Quote:
Originally Posted by grob115
Hello,
I need to create a regular expression to match a specific substring but ignore another substring. For example, I want to match a sentence containing the word "myMessage" as long as the sentence doesn't have the word "ignored". Here is an example sentence:
1) Dump: myMessage is to be picked
2) Dump: myMessage is to be ignored
In this case, 1) should be matched and 2) should be ignored. Is this possible with regular expression?
|
You could do it ugly way:
Code:
cat test.txt |egrep 'myMessage.*(([^i][^g][^n][^o][^r][^e][^d])|picked)$'
But please notice that this regexp assumes that "picked" is at the end of line and it is not elegant solution. Also notice that "[^i][^g][^n][^o][^r][^e][^d]" can't be used
alone (without "|picked)" part) to filter out "ignored" words, because it will also remove words like "index", etc. - i.e. those that have at least one letter in common with "ignored".

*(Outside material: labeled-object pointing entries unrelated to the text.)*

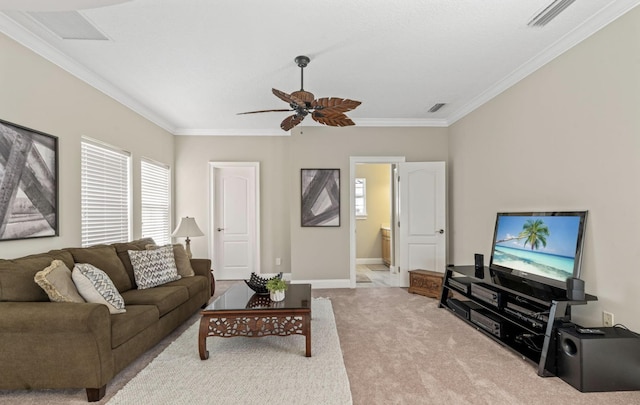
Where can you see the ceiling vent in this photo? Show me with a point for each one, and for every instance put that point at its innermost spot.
(436, 107)
(68, 25)
(549, 13)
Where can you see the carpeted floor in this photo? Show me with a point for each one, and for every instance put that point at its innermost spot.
(242, 370)
(399, 348)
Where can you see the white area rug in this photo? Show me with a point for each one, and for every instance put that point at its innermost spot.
(243, 370)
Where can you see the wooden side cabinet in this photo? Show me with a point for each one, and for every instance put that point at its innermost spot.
(425, 282)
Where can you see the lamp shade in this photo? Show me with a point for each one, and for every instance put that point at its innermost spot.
(187, 228)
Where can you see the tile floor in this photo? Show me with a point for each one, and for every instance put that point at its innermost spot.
(378, 278)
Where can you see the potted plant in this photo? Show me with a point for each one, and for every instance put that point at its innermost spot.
(276, 287)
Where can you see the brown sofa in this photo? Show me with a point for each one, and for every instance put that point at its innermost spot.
(47, 344)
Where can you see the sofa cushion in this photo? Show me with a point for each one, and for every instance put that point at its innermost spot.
(193, 284)
(164, 298)
(16, 278)
(122, 249)
(135, 320)
(56, 281)
(152, 268)
(95, 286)
(106, 259)
(183, 263)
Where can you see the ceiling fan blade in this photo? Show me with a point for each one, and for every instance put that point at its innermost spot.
(288, 98)
(255, 112)
(336, 119)
(291, 121)
(336, 104)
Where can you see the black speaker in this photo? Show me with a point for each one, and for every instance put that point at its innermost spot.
(596, 363)
(575, 289)
(479, 264)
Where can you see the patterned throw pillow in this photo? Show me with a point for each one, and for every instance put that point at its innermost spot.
(95, 286)
(56, 281)
(155, 267)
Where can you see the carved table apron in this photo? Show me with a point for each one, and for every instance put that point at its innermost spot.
(251, 322)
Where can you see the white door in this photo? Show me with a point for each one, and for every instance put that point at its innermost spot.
(422, 239)
(235, 220)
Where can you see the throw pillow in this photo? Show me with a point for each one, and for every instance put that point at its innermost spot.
(155, 267)
(95, 286)
(183, 263)
(56, 281)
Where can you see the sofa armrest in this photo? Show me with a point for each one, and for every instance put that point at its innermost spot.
(42, 343)
(202, 267)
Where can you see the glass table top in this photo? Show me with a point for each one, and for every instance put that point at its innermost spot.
(241, 297)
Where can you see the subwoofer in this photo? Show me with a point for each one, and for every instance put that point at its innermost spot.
(595, 363)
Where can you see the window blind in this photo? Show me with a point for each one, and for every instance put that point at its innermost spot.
(155, 202)
(105, 191)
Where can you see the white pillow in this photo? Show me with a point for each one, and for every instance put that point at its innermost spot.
(95, 286)
(155, 267)
(56, 281)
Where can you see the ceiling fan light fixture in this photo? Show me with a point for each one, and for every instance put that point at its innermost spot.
(328, 111)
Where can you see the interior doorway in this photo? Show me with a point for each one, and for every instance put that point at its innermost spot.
(235, 219)
(374, 212)
(378, 277)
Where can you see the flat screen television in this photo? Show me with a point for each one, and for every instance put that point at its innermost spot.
(545, 247)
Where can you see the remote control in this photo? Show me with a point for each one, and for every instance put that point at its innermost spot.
(588, 331)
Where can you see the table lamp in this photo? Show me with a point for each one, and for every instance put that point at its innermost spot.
(187, 228)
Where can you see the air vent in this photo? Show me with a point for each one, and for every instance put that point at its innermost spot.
(68, 25)
(436, 107)
(549, 13)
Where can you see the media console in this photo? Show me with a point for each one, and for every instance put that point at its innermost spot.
(519, 314)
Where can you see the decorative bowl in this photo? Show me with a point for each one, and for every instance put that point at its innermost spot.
(259, 284)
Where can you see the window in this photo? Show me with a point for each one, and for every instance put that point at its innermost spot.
(155, 201)
(105, 191)
(361, 197)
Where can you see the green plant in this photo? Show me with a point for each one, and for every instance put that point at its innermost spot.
(276, 284)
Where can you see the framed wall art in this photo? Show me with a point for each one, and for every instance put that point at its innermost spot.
(28, 183)
(320, 197)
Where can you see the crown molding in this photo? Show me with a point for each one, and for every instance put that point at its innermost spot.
(231, 132)
(589, 27)
(20, 34)
(401, 122)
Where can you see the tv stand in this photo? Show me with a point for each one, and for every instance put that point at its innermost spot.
(519, 315)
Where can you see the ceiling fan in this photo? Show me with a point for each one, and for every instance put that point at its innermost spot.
(327, 110)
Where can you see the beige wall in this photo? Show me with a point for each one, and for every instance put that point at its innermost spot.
(368, 235)
(41, 96)
(565, 138)
(308, 253)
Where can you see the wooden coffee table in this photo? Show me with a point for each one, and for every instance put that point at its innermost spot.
(241, 312)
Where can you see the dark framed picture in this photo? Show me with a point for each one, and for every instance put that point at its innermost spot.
(320, 197)
(28, 183)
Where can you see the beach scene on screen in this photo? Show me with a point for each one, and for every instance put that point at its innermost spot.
(541, 245)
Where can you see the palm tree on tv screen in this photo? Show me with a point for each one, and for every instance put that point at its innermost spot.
(535, 233)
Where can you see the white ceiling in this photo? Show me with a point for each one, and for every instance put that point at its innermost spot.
(191, 65)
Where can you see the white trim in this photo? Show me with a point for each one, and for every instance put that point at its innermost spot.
(571, 39)
(231, 132)
(211, 221)
(353, 160)
(20, 34)
(319, 284)
(369, 260)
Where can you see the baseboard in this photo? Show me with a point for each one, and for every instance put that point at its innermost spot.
(317, 284)
(369, 260)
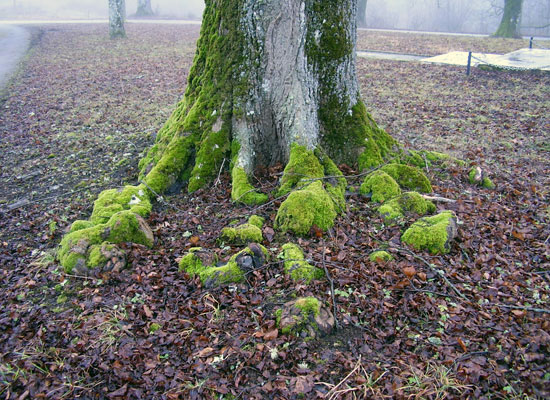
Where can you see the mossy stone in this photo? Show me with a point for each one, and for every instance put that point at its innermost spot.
(408, 177)
(296, 266)
(408, 202)
(432, 233)
(305, 208)
(380, 186)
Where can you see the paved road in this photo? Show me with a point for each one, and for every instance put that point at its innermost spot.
(14, 42)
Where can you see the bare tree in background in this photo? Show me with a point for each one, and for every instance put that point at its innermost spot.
(116, 18)
(144, 9)
(511, 19)
(362, 13)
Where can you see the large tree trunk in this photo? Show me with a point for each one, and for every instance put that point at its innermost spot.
(511, 18)
(117, 15)
(144, 9)
(362, 14)
(267, 75)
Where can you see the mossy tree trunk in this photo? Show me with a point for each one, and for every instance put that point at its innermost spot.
(267, 75)
(511, 19)
(117, 15)
(362, 14)
(144, 8)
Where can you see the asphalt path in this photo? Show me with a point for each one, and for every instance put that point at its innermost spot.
(14, 42)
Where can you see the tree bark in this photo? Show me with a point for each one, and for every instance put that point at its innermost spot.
(266, 76)
(144, 9)
(362, 14)
(116, 19)
(511, 19)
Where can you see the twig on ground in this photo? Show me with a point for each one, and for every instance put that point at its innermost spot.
(331, 281)
(434, 269)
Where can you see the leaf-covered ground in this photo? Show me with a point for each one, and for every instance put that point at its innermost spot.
(75, 121)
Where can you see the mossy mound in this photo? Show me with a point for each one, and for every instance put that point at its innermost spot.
(246, 233)
(380, 256)
(408, 177)
(302, 164)
(305, 317)
(296, 266)
(109, 202)
(380, 186)
(305, 208)
(242, 191)
(432, 233)
(477, 177)
(78, 249)
(202, 263)
(408, 202)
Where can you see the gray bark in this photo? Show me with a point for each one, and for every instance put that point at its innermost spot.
(286, 82)
(116, 18)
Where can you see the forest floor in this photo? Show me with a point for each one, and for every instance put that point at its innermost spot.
(77, 118)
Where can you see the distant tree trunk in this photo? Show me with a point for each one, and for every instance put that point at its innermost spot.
(144, 9)
(116, 18)
(362, 13)
(511, 18)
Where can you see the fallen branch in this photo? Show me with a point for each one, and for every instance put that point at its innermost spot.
(524, 308)
(438, 272)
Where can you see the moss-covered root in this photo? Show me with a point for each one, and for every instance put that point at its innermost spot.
(408, 202)
(198, 262)
(242, 191)
(314, 201)
(244, 234)
(296, 266)
(478, 177)
(408, 177)
(305, 208)
(432, 233)
(305, 316)
(380, 187)
(380, 256)
(90, 246)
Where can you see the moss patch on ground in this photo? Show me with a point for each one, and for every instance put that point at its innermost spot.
(380, 186)
(432, 233)
(408, 202)
(296, 265)
(408, 177)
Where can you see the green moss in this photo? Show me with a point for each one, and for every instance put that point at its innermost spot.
(214, 275)
(79, 224)
(124, 226)
(411, 202)
(408, 177)
(302, 165)
(380, 186)
(242, 234)
(431, 233)
(256, 221)
(378, 256)
(305, 208)
(112, 201)
(296, 266)
(242, 191)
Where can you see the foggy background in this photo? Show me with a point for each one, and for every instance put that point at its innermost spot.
(463, 16)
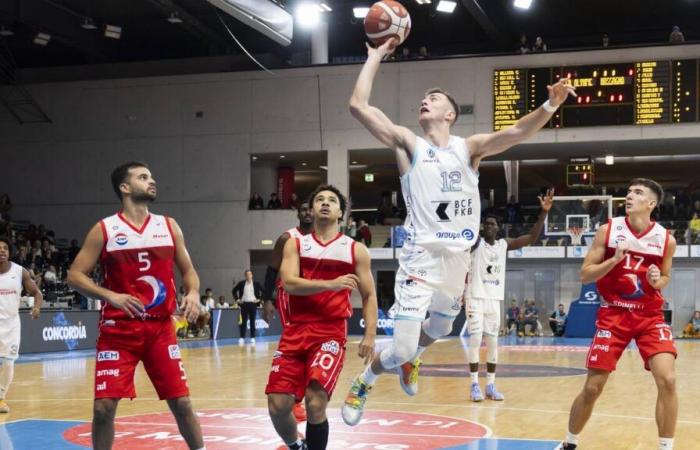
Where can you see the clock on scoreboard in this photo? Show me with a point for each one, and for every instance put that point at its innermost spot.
(636, 93)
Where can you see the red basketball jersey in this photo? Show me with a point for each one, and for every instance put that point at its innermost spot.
(626, 285)
(320, 262)
(139, 262)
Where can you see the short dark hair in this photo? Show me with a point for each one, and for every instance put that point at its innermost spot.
(333, 189)
(494, 217)
(653, 187)
(453, 102)
(8, 242)
(120, 173)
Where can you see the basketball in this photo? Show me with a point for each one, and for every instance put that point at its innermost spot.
(387, 19)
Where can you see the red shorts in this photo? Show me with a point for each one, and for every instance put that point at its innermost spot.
(123, 343)
(616, 327)
(308, 351)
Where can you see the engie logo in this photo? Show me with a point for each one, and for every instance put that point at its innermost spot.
(108, 356)
(62, 330)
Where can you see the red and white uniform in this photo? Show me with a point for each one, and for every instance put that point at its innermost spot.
(282, 297)
(313, 341)
(139, 262)
(630, 307)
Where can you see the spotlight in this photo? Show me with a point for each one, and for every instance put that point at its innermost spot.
(308, 15)
(42, 39)
(113, 31)
(446, 6)
(174, 18)
(522, 4)
(360, 12)
(88, 24)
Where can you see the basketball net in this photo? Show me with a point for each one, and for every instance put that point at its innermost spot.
(575, 233)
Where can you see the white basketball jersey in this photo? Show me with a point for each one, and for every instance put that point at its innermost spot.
(10, 292)
(487, 277)
(441, 191)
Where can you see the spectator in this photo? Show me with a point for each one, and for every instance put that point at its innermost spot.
(676, 36)
(557, 321)
(256, 202)
(294, 202)
(364, 234)
(524, 46)
(693, 327)
(539, 46)
(222, 303)
(530, 318)
(274, 202)
(73, 250)
(248, 294)
(512, 315)
(209, 301)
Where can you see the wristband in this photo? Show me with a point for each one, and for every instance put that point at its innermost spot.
(548, 107)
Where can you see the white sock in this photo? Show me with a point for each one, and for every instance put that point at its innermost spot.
(419, 352)
(368, 376)
(665, 443)
(490, 377)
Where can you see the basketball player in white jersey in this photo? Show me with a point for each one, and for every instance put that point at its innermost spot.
(485, 291)
(630, 260)
(439, 180)
(13, 278)
(306, 223)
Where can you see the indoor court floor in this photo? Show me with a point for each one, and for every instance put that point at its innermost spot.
(51, 400)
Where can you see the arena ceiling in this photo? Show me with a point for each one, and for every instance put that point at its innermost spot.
(475, 27)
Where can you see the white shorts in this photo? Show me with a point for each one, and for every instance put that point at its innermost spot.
(483, 316)
(429, 281)
(9, 338)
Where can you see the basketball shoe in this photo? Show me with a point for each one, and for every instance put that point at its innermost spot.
(354, 404)
(408, 376)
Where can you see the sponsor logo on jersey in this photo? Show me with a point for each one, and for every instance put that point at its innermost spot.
(330, 347)
(603, 334)
(108, 355)
(174, 351)
(121, 239)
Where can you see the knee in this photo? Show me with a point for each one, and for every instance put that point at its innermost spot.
(103, 410)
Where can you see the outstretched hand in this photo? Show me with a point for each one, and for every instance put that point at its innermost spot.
(559, 91)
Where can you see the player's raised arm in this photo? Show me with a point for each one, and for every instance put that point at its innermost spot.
(79, 276)
(190, 279)
(294, 284)
(369, 301)
(531, 237)
(595, 266)
(393, 136)
(659, 278)
(483, 145)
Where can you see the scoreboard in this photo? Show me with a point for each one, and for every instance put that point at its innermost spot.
(636, 93)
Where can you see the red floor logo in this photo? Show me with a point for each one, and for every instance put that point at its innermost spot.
(250, 428)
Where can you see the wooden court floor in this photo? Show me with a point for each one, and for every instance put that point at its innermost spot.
(227, 383)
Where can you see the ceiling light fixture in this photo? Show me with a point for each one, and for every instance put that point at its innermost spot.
(522, 4)
(446, 6)
(113, 31)
(88, 24)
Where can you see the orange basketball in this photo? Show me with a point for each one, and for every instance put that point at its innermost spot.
(387, 19)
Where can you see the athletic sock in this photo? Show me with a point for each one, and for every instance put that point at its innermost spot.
(317, 435)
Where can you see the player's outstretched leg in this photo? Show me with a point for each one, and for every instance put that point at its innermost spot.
(187, 422)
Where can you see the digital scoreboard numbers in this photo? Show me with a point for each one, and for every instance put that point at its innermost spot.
(637, 93)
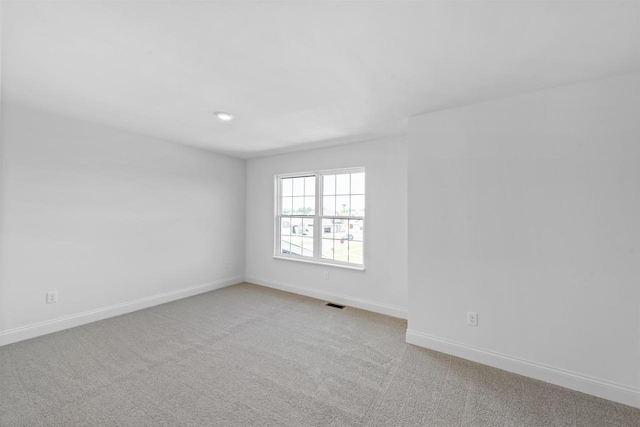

The less-uggly way will be:
Code:
cat test.txt |egrep 'myMessage.*(([^ignored]{7})|picked)$'
But it will remove any 7-letter word that contains letters from "ignored", and it doesn't precisely remove "ignored".
It looks like grep doesn't have elegant NOT operation when it comes words. You can exclude letters from certain character set, you can search for word OR another word (
egrep 'myMessage.*(picked|ignored)"will match lines with picked or ignored, but nothing else), but there is no operator for excluding word or pattern.